Il y a un fourmillement de rencontres entre les différents appareils.

Entre le Club des socialistes affligés, créé mi-mai par l’ex-eurodéputé socialiste Liêm Hoang-Ngoc et le politologue proche du Front de gauche Philippe Marlière, le rassemblement ouvert à toute la gauche organisé du 20 au 22 juin à Bellerive-sur-Allier par le socialiste Gérard Filoche, ou encore le conseil national du courant PS Un monde d’avance, les initiatives ne manquent pas.
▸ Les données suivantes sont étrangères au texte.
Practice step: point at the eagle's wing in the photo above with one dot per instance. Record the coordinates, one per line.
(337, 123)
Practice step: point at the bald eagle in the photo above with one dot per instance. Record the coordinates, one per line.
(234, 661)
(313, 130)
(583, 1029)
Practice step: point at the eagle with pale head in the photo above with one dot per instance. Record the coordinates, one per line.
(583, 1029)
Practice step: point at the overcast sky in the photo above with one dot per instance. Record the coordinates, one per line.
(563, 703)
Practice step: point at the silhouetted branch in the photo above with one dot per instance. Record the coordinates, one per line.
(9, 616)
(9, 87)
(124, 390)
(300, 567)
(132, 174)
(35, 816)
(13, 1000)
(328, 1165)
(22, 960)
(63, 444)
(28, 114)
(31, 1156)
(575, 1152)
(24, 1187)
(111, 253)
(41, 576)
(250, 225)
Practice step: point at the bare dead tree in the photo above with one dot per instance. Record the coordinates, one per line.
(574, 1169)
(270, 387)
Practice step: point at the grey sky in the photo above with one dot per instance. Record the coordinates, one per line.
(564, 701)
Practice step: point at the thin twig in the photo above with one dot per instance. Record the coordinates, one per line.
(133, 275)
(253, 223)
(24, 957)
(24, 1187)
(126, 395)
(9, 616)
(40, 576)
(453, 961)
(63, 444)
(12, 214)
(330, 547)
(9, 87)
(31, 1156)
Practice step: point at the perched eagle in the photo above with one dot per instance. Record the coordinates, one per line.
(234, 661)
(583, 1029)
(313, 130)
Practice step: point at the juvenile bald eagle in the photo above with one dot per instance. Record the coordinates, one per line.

« En montrant que le PCF et EELV sont aussi critiques, la parole des socialistes s’est libérée. Ils ne sont pas marginaux : en réalité, ils sont au cœur de la gauche », explique la sénatrice Marie-Noëlle Lienemann, instigatrice du club Gauche avenir. « Dans le PS et au Parlement, dans la gauche, EELV, le Front de gauche, il existe une majorité alternative potentielle, unitaire, rouge, rose, verte : qu’elle s’oppose et gouverne! », écrit Gérard Filoche sur son blog. Pierre Laurent, dirigeant du PCF, surenchérit : « Il faut utiliser l’année qui vient pour construire avec toutes les forces disponibles un grand projet. »

Mais est-ce aussi simple?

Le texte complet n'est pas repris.